A copa do terror: os filmes que representam as seleções do Grupo D

Se o Grupo C mergulhava em lendas, tradições e crenças transmitidas ao longo das gerações, o Grupo D parece interessado em algo mais imediato: o medo de ficar preso. Seja em uma estrada perdida no interior do Texas, em um necrotério vazio, dentro de uma casa marcada pelo luto ou em um pesadelo que desafia a própria realidade, os representantes desta chave colocam seus personagens em situações nas quais a fuga parece impossível.

Embora vindos de contextos culturais muito diferentes, Estados Unidos, Paraguai, Austrália e Turquia compartilham uma característica curiosa. Em todos os seus filmes, o horror nasce do isolamento. À medida que os protagonistas se afastam da segurança do mundo exterior, tornam-se vulneráveis a medos que refletem problemas profundamente ligados às sociedades de onde essas histórias surgiram.

O resultado é um grupo marcado pela opressão. Menos interessado em monstros clássicos ou folclores ancestrais, o Grupo D transforma ambientes familiares em armadilhas e utiliza o terror para explorar violência, luto, culpa e desespero. Uma chave que talvez não tenha os representantes mais celebrados da competição, mas certamente reúne alguns dos pesadelos mais sufocantes da Copa do Terror.

Estados Unidos

The Texas Chain Saw Massacre
(Massacre da Serra Elétrica)

Notas: IMDb 7,4 | Rotten Tomatoes 84% | Letterboxd 4,0/5

Sinopse: Durante uma viagem pelo interior do Texas, um grupo de jovens encontra uma família isolada e profundamente perturbada. O que parecia uma simples parada na estrada rapidamente se transforma em uma luta desesperada pela sobrevivência.

Dentre as muitas opções do país, acredito que esta o represente melhor regionalmente. Utilizando o calor sufocante do Texas, a decadência econômica e o isolamento do interior, o filme transforma medos ligados à violência, à desintegração familiar e ao abandono social em um dos maiores pesadelos da história do cinema.

Paraguai

Morgue

Notas: IMDb 4,8 | Letterboxd 2,6/5

Sinopse: Um segurança assume o turno da madrugada em um necrotério aparentemente vazio. Conforme a noite avança, sons estranhos e presenças inexplicáveis começam a transformar seu trabalho em uma experiência aterrorizante.

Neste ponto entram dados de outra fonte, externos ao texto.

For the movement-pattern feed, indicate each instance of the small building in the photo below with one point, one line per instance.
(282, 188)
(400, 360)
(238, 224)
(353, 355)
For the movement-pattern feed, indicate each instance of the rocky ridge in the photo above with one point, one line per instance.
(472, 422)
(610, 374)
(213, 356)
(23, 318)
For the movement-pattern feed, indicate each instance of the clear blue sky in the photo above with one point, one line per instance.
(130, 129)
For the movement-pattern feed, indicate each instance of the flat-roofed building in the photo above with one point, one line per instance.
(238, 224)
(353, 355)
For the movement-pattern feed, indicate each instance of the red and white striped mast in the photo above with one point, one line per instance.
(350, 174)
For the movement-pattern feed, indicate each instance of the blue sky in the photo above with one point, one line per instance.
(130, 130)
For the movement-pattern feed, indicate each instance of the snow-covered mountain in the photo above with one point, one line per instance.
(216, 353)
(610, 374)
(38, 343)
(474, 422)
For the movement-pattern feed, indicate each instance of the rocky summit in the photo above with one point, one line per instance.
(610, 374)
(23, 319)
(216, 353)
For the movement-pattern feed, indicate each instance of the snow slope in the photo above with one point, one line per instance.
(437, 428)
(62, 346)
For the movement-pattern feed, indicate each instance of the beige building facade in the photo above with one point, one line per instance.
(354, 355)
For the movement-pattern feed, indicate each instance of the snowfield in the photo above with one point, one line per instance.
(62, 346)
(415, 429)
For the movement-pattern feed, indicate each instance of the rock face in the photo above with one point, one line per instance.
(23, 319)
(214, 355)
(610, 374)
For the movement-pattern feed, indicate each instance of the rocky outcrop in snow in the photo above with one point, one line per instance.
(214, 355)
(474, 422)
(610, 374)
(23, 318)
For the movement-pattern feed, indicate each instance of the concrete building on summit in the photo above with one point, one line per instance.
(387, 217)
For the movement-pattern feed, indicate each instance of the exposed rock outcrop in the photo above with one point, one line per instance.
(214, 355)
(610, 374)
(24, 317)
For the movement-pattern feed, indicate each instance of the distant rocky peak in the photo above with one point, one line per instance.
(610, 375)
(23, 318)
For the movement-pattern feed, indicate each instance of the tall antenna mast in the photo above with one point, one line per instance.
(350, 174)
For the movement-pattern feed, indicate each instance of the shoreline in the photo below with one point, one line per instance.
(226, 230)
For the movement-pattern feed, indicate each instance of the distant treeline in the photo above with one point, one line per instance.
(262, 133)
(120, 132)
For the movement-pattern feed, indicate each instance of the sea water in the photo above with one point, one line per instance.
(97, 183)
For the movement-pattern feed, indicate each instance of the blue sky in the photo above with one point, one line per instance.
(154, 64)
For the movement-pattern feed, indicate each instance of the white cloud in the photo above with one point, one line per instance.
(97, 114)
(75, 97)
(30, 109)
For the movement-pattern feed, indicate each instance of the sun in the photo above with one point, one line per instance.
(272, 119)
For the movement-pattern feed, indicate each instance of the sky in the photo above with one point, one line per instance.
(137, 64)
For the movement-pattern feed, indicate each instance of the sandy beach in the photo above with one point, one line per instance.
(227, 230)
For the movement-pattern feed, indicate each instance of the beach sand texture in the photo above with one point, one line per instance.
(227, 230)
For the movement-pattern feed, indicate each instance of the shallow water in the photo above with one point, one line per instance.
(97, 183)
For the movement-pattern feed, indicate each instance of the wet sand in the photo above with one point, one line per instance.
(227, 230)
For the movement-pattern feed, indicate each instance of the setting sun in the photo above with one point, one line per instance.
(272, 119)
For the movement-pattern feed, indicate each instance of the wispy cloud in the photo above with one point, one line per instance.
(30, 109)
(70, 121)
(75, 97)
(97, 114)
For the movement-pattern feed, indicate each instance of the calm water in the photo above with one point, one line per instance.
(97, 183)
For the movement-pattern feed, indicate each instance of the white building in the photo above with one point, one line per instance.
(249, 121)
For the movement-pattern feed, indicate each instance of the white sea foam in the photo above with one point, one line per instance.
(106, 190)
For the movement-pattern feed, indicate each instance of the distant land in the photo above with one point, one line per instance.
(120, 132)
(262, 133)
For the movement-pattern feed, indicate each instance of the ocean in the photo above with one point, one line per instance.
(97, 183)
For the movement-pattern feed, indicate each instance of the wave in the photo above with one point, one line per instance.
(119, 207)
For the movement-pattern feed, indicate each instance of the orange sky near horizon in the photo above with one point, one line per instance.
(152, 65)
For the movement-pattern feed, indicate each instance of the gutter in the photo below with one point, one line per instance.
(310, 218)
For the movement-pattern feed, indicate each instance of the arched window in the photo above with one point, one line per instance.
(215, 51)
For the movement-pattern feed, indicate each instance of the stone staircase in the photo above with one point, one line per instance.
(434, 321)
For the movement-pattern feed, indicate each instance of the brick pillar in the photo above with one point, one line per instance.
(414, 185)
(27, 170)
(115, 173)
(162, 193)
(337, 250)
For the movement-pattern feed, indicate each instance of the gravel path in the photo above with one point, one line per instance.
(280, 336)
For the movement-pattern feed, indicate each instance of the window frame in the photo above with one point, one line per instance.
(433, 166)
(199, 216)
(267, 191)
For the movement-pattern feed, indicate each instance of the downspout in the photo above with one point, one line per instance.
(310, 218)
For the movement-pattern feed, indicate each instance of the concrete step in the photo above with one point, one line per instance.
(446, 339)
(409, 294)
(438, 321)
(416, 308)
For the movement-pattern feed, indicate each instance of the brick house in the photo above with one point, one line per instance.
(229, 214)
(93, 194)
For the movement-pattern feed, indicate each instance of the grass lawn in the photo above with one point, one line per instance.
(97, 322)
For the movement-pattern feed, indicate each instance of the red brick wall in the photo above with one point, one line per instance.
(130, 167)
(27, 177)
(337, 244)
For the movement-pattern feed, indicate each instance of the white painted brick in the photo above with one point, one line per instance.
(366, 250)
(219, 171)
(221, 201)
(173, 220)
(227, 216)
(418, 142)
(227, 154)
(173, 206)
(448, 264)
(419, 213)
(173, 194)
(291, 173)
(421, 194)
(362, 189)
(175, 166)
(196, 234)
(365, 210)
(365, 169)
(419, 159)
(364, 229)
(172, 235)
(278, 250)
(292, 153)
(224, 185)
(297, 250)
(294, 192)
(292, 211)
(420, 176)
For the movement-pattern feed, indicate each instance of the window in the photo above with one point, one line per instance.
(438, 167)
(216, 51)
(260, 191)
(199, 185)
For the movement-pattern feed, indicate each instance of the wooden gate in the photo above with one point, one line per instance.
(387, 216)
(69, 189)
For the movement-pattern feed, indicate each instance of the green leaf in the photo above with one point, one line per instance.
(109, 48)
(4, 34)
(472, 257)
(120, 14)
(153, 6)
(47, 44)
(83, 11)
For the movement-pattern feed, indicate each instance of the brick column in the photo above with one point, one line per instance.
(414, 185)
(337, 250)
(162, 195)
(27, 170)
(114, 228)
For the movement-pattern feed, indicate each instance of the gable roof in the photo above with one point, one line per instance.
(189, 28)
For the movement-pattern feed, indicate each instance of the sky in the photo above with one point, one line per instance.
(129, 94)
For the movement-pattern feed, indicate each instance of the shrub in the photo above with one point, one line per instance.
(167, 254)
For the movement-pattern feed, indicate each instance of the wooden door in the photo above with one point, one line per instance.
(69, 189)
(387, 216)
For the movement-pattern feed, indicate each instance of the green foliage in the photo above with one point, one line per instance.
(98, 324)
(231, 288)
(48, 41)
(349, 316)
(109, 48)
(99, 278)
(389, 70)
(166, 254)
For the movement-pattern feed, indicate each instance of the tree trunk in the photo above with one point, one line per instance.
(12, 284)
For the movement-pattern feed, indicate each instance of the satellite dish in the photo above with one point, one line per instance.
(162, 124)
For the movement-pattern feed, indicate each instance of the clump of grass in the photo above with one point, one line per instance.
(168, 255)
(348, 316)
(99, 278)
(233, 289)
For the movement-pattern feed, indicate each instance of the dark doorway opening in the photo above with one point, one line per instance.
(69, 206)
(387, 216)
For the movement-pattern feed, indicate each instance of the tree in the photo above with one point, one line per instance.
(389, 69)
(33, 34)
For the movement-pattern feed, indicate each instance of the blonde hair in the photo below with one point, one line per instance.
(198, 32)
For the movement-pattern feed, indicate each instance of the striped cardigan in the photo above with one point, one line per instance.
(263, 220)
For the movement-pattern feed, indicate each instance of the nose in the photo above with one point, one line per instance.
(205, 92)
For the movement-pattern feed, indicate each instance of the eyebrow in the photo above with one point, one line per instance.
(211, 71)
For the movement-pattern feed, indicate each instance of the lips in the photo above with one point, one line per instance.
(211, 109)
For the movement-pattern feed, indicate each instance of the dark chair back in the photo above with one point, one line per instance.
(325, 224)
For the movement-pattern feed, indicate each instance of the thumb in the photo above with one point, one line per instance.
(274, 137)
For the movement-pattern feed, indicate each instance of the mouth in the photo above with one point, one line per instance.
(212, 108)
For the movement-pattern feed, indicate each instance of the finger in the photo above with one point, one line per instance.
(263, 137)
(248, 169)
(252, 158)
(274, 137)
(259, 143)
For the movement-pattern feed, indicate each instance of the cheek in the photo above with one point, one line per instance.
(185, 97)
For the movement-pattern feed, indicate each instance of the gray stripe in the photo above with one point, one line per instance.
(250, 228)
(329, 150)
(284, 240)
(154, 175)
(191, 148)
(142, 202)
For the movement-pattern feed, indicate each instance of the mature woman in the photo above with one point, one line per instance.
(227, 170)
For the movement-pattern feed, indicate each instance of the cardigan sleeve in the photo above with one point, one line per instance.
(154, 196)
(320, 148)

Embora siga uma estrutura relativamente familiar ao terror sobrenatural, o filme se tornou um marco para o cinema paraguaio ao demonstrar o crescimento do gênero no país. Seu sucesso local ajudou a consolidar o terror como uma possibilidade dentro de uma indústria cinematográfica ainda em expansão.

Austrália

The Babadook

Notas: IMDb 6,8 | Rotten Tomatoes 98% | Letterboxd 3,8/5

Sinopse: Após encontrar um estranho livro infantil em casa, uma mãe viúva e seu filho passam a ser atormentados por uma entidade conhecida como Babadook. À medida que o medo cresce, torna-se difícil distinguir o sobrenatural da realidade.

O longa é a mistura perfeita de terror com metáfora. Aqui temos luto, maternidade e saúde mental. O monstro do título é a representação física de emoções reprimidas e se tornou uma característica central do cinema de terror australiano.

Turquia

Baskin

Notas: IMDb 5,8 | Rotten Tomatoes 80% | Letterboxd 3,3/5

Sinopse: Um grupo de policiais responde a uma ocorrência em um prédio abandonado e acaba entrando em um local que parece existir fora da realidade. O que encontram ali desafia qualquer compreensão racional.

De todos, é o mais diferente. O longa tem maior interesse em usar elementos religiosos da Turquia e de outros países para criar sua própria representação do inferno. O resultado é uma experiência desconfortável que se diferencia das representações ocidentais tradicionais do sobrenatural. Se o Grupo C era o grupo das tradições e do folclore, o Grupo D parece reunir diferentes formas de encarar o medo através do isolamento.

Nos Estados Unidos, o terror surge do interior esquecido e da decadência social. No Paraguai, ele habita corredores vazios e necrotérios silenciosos. A Austrália transforma o luto em um monstro impossível de ignorar, enquanto a Turquia mergulha em visões infernais carregadas de simbolismo religioso.

É uma chave em que o horror raramente vem de ameaças globais ou grandes conspirações. Pelo contrário: ele nasce de ambientes fechados, comunidades isoladas e conflitos profundamente humanos. Talvez por isso seja um dos grupos mais opressivos de toda a Copa do Terror.